Lenovo

Job Responsibilities:

·       Working cross-functionally to develop strategies to identify, mitigate and manage current and emerging cyber threats.

·       Providing constructive advice and challenge on the management of cyber risks throughout the organisation.

·       Working closely with IT and other stakeholders to ensure a multi-layered approach to cyber security is adopted, ensuring the confidentiality, integrity and availability of IT services.

·       Creating, developing and maintaining security policies and practices.

·       Coordinating advanced technical engagements ranging from, but not limited to, risk assessments, penetration testing, application security, business continuity, third parties and compliance reviews.

·       Analysing technical vulnerabilities and providing impact assessments and managing the vulnerability management process.

·       Integrating into the software development security lifecycle (SDL) and DevSecOps, directing and advising design, service, operations teams on security requirements coding standards, and implementation, configuration good practice and hardening techniques.

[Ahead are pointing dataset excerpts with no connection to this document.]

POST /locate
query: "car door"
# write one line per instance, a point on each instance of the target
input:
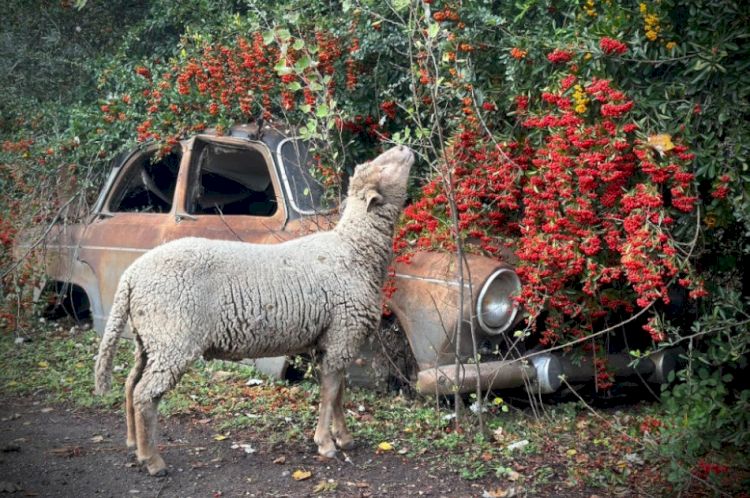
(133, 216)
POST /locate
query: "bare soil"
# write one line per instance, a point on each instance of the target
(57, 451)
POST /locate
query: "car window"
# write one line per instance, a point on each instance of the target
(308, 195)
(148, 185)
(233, 180)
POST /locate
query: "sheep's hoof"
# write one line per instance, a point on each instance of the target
(155, 466)
(345, 442)
(327, 450)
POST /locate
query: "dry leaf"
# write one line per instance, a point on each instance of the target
(385, 446)
(661, 142)
(495, 493)
(301, 475)
(324, 486)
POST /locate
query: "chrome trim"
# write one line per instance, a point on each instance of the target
(485, 288)
(288, 187)
(438, 281)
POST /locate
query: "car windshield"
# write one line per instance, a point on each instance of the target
(308, 195)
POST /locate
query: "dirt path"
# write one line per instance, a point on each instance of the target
(54, 451)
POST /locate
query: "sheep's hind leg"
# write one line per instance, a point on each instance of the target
(146, 396)
(341, 434)
(330, 385)
(133, 378)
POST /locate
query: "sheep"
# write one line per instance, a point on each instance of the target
(196, 297)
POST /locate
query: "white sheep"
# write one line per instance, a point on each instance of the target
(233, 300)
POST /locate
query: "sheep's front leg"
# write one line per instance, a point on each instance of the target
(156, 380)
(330, 385)
(341, 434)
(145, 433)
(133, 378)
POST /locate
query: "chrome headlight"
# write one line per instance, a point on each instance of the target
(496, 309)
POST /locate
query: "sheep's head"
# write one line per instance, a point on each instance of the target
(383, 180)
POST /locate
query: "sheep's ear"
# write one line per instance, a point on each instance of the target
(372, 198)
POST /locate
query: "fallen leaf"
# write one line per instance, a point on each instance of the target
(324, 486)
(385, 446)
(518, 444)
(301, 475)
(67, 451)
(9, 487)
(497, 493)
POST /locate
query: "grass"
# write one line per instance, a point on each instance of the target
(567, 447)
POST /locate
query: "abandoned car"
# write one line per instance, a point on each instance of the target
(255, 185)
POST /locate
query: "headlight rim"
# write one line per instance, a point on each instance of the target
(485, 288)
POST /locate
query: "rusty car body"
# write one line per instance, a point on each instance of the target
(254, 185)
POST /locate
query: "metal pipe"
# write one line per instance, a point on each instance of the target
(492, 375)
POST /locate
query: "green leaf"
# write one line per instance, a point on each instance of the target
(401, 5)
(282, 69)
(433, 30)
(322, 111)
(302, 64)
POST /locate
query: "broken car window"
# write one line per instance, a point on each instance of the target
(233, 181)
(148, 185)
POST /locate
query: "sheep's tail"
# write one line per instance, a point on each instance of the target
(118, 317)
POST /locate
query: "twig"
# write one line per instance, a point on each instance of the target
(41, 238)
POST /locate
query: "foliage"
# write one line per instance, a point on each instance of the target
(601, 143)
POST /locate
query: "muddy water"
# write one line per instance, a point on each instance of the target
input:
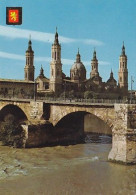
(71, 170)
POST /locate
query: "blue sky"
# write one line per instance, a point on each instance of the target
(87, 24)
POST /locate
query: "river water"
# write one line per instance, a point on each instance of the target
(65, 170)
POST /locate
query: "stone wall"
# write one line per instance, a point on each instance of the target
(124, 134)
(105, 113)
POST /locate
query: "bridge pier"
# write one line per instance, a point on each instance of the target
(124, 135)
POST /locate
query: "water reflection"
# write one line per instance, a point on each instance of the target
(75, 169)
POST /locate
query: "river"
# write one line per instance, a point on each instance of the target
(65, 170)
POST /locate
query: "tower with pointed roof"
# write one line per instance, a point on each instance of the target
(56, 66)
(123, 72)
(29, 67)
(94, 65)
(78, 71)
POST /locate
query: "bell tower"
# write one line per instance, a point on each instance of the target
(94, 65)
(56, 66)
(123, 72)
(29, 67)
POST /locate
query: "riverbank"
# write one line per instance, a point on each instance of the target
(78, 169)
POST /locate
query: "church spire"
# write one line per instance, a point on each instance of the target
(94, 54)
(123, 50)
(56, 41)
(41, 72)
(29, 67)
(29, 45)
(78, 60)
(111, 74)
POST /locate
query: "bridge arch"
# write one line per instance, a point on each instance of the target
(84, 122)
(106, 114)
(14, 110)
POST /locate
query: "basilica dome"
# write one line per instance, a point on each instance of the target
(78, 71)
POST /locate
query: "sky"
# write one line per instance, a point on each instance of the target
(83, 24)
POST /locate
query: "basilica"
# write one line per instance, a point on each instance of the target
(60, 85)
(77, 84)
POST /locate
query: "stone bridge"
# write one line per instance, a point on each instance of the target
(121, 118)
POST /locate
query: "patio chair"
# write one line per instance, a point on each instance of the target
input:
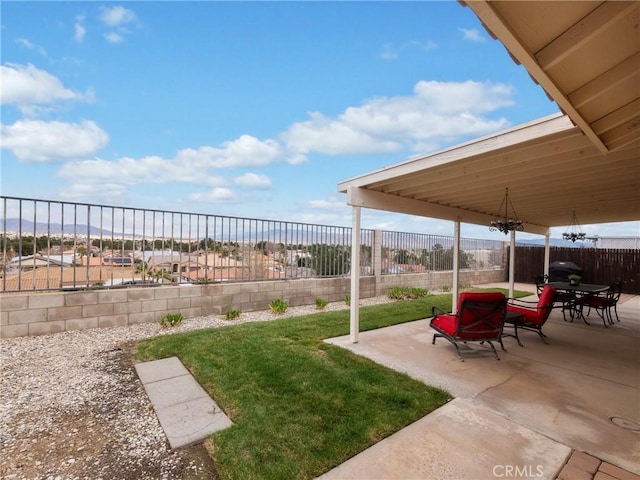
(540, 281)
(479, 318)
(563, 300)
(533, 314)
(603, 304)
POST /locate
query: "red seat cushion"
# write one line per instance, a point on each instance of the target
(530, 314)
(446, 322)
(539, 314)
(472, 327)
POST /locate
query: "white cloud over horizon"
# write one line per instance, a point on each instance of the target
(27, 85)
(436, 113)
(253, 180)
(472, 34)
(79, 31)
(35, 141)
(116, 16)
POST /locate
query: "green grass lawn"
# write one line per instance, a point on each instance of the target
(299, 406)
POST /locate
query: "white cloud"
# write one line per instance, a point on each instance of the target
(116, 16)
(252, 180)
(437, 113)
(118, 19)
(89, 193)
(25, 85)
(114, 37)
(217, 195)
(331, 203)
(189, 166)
(391, 52)
(32, 46)
(79, 31)
(37, 141)
(472, 34)
(245, 151)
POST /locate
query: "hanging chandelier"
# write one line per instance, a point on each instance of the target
(574, 231)
(508, 223)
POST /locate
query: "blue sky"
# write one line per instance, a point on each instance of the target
(251, 109)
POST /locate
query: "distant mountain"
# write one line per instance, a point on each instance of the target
(26, 226)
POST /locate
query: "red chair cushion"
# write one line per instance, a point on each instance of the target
(480, 297)
(537, 316)
(547, 296)
(446, 322)
(530, 315)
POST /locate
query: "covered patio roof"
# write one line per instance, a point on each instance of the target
(586, 56)
(549, 166)
(586, 159)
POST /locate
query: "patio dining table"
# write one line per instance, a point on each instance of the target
(578, 291)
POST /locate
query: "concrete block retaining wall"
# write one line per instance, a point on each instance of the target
(41, 313)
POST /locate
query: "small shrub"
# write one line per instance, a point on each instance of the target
(321, 303)
(171, 320)
(407, 293)
(278, 305)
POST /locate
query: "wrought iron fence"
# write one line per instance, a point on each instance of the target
(53, 245)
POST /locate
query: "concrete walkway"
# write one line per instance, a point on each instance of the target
(567, 410)
(185, 411)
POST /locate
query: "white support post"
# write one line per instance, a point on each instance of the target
(456, 266)
(512, 262)
(354, 310)
(547, 252)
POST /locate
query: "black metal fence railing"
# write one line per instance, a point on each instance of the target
(54, 245)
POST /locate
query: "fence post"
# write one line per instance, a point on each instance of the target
(377, 260)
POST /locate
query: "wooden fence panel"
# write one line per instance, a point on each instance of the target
(602, 266)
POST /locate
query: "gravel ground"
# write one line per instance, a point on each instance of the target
(72, 407)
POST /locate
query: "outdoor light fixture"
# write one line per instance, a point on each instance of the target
(506, 224)
(575, 232)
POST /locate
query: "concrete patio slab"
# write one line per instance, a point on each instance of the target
(459, 440)
(581, 392)
(186, 412)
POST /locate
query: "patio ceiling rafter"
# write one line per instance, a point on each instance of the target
(584, 54)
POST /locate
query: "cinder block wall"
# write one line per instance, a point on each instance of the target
(41, 313)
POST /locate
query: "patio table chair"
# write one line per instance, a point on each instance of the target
(533, 315)
(479, 318)
(604, 304)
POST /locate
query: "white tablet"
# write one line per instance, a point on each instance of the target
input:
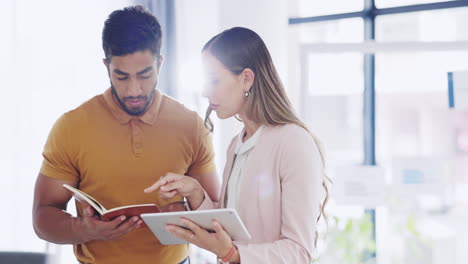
(228, 218)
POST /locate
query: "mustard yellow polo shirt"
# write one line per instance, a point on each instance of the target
(114, 156)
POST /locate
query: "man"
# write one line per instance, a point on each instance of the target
(117, 144)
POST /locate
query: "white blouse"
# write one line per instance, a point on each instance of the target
(241, 150)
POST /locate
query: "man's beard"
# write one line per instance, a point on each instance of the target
(136, 112)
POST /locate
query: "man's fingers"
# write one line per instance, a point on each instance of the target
(168, 178)
(172, 186)
(88, 211)
(155, 186)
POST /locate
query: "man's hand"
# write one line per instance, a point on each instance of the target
(93, 228)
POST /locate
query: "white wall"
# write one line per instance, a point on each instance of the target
(51, 62)
(198, 21)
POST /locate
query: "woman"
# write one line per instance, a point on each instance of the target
(274, 172)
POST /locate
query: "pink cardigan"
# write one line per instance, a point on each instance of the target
(281, 190)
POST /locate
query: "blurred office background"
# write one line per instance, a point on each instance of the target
(368, 76)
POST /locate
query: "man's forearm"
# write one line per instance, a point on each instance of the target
(57, 226)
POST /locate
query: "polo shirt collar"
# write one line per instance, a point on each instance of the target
(149, 117)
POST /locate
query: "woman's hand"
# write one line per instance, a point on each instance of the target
(219, 242)
(172, 184)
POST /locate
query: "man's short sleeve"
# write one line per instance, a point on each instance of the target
(203, 161)
(59, 155)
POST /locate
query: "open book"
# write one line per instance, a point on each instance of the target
(109, 214)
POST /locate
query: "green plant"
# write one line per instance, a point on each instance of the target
(350, 242)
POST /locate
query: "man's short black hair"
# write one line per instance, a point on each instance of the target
(129, 30)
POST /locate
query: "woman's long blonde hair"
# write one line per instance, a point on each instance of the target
(241, 48)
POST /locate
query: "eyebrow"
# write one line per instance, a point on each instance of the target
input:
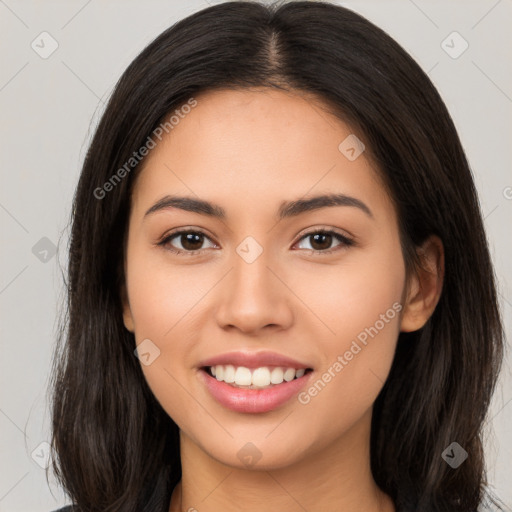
(287, 209)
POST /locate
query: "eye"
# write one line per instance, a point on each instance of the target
(190, 241)
(322, 240)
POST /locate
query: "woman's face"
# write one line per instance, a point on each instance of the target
(250, 281)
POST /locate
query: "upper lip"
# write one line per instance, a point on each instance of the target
(254, 360)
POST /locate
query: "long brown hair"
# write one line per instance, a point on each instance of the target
(115, 448)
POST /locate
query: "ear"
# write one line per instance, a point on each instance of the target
(127, 312)
(424, 286)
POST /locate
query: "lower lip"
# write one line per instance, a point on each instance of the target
(253, 400)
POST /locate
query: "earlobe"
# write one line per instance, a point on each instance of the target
(425, 286)
(127, 312)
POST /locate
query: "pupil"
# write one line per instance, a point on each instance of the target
(324, 236)
(190, 239)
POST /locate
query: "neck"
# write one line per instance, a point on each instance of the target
(335, 477)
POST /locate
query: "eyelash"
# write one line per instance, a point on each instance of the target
(345, 241)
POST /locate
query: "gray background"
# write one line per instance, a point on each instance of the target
(50, 107)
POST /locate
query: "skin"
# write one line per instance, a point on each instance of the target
(248, 151)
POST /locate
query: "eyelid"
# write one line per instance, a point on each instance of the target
(345, 240)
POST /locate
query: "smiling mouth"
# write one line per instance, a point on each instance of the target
(254, 378)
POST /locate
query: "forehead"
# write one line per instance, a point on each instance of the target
(255, 148)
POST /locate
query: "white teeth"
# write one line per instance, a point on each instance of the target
(256, 378)
(229, 373)
(243, 376)
(261, 377)
(276, 377)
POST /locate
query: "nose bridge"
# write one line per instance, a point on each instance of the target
(254, 297)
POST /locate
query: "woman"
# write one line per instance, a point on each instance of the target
(280, 290)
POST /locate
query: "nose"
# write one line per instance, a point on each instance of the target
(253, 297)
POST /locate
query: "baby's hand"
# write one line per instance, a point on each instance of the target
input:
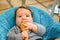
(31, 26)
(24, 34)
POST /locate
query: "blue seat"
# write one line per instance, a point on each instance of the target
(7, 21)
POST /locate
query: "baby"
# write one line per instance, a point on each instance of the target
(23, 15)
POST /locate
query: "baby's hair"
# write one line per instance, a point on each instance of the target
(24, 8)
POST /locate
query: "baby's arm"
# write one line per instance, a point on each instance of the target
(13, 36)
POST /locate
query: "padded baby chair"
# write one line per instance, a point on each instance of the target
(7, 21)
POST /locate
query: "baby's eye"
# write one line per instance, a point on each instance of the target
(27, 15)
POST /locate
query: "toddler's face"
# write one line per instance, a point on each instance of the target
(23, 16)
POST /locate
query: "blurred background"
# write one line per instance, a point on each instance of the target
(50, 6)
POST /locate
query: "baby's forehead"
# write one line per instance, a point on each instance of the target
(22, 10)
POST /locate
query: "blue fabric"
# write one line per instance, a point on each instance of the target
(7, 21)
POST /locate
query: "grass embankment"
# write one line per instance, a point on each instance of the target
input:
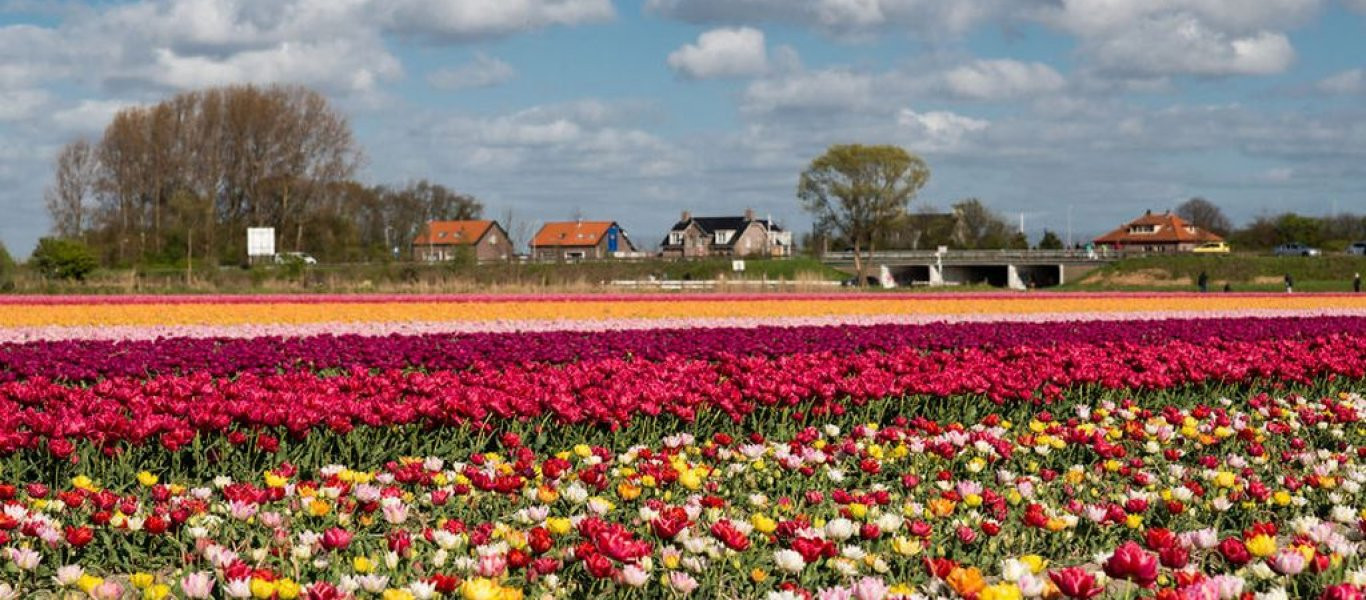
(425, 278)
(1243, 272)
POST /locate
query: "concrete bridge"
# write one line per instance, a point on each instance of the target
(1016, 269)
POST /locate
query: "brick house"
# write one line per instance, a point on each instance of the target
(1152, 233)
(443, 241)
(728, 237)
(570, 241)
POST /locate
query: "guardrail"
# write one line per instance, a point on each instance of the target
(715, 283)
(978, 254)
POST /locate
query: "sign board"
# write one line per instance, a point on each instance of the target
(260, 242)
(885, 278)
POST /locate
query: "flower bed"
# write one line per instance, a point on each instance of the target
(90, 360)
(1216, 499)
(861, 454)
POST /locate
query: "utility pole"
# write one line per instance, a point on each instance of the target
(1068, 227)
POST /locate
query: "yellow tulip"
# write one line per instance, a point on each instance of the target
(1261, 546)
(362, 565)
(287, 589)
(261, 589)
(141, 580)
(481, 588)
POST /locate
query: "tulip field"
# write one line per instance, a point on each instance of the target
(779, 447)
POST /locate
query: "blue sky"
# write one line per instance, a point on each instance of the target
(635, 111)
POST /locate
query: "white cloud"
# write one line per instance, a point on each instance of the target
(838, 17)
(474, 19)
(22, 104)
(1182, 37)
(1003, 79)
(562, 140)
(1347, 82)
(721, 52)
(484, 71)
(939, 130)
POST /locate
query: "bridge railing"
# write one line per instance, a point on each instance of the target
(1098, 254)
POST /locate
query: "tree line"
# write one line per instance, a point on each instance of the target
(861, 200)
(185, 178)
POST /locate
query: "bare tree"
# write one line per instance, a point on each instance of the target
(237, 156)
(1205, 215)
(71, 196)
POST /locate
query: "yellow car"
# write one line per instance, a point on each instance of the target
(1212, 248)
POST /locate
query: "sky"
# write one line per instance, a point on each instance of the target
(1077, 114)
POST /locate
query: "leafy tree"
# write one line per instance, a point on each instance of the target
(7, 269)
(858, 192)
(1205, 215)
(1051, 241)
(63, 258)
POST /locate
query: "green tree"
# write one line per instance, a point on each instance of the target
(1051, 241)
(858, 192)
(63, 258)
(7, 269)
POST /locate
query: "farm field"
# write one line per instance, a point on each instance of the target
(976, 446)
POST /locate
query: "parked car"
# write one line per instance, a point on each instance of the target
(1213, 248)
(1295, 249)
(294, 256)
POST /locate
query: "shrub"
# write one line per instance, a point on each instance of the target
(7, 269)
(63, 258)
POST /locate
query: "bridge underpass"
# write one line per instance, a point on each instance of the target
(1015, 269)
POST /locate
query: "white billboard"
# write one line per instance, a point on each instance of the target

·       Helping analyse and mitigate incidents raised to the information security team

·       Providing a Risk Management approach to ensure information security solutions and controls are commensurate to the business risks.

·       Providing support and mentoring to other members of the security management team.

Job Requirements:

·       CISSP/CISM/CISA/CEH or similar level qualification.

·       A high level of technical knowledge of architectural techniques, such as threat modelling to prevent, mitigate and manage security threat.

·       Have a deep understanding of cloud computing and possess knowledge and experience related to cloud computing security compliance and operations.

·       Strong experience with SDL and DevSecOps methodology & Continuous Improvement/Continuous Development, driving development teams to implement security left shift in the development process.

·       Operational Cyber security management experience gained in, or working as part of a Managed Service provider.

·       Knowledge of ISO27001, NIST, CIS and other similar standards/frameworks

·       Strong operational experience of managing cyber security and risk within fast-paced technology environments.

·       Familiar with penetration testing theory and commonly used tools, able to perform source code scanning, basic penetration testing and provide improvement suggestions.

·       Experience of SIEM solutions, incident management and reporting

·       Excellent communications skills and stakeholder management experience

·       Ability to think of long-term strategic solutions as well as quick resolutions to problems.

·       The ability to create, develop and maintain security policies and practices.

·       Excellent problem solving, critical thinking, analytical and decision-making skills.

·       Good English, written and spoken.